|(Billions of dollars)||2014||2015||2016||2017||2018||2019||2020||2021||2022||2023||2014-2018||2014-2023|
|Change in Spending|
Note: This option would take effect in October 2014. Fees collected under this option could be recorded in the budget as offsetting collections (discretionary), offsetting receipts (usually mandatory), or revenues, depending on the specific legislative language used to establish them.
The Aviation and Transportation Security Act, enacted in response to the attacks of September 11, 2001, made the federal government, rather than airlines and airports, responsible for screening passengers, carry-on luggage, and checked baggage. Implementing new standards under the 2001 law required the hiring of screeners who were more highly qualified and trained, necessitating increased compensation and raising overall security costs. To help pay for increased security, the law directed airlines to charge passengers a fee, remitted to the government, of $2.50 for a one-way trip with no stops and $5 for a trip with one or more stops. The 2001 law also authorized the government to impose fees on the airlines themselves. In 2012, the Transportation Security Administration collected about $2 billion from the fees on passengers and airlines—less than half of the $5 billion federal aviation security budget that year.

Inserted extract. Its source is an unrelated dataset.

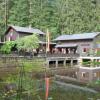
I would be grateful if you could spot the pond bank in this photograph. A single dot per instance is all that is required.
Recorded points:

This option would increase fees to cover a greater portion of the federal government’s costs for aviation security. Passengers would pay a flat fee of $5 per one-way trip because travelers typically pass through security screening only once per one-way trip. Implementing the option would boost collections (and thus reduce net spending) by $11 billion from 2015 through 2023, the Congressional Budget Office estimates. Under standard budgetary treatment, the collections would be classified as revenues, but because the Aviation and Transportation Security Act requires that revenues from the existing fees be recorded as offsets to federal spending, the budgetary impact of this option is presented that way.
The arguments for and against this option rest on the principle that the beneficiaries of a service should pay for it. The differences lie in who is seen as benefiting from such measures. A justification for the option is that the primary beneficiaries of transportation security enhancements are the users of the system, and that security is a basic cost of airline transportation in the same way that fuel and labor are. The current situation, in which those costs are covered partly by taxpayers in general and partly by users of the aviation system, provides a subsidy to users of air transportation.
Conversely, an argument against higher fees is that the economy as a whole and the public in general—not just air travelers—benefit from the availability and security of air transportation. To the extent that greater security reduces the risk of terrorist attacks, the entire population is better off. By that reasoning, the federal government should fund at least part of its transportation security measures without collecting funds directly from the airline industry or its customers to pay for them.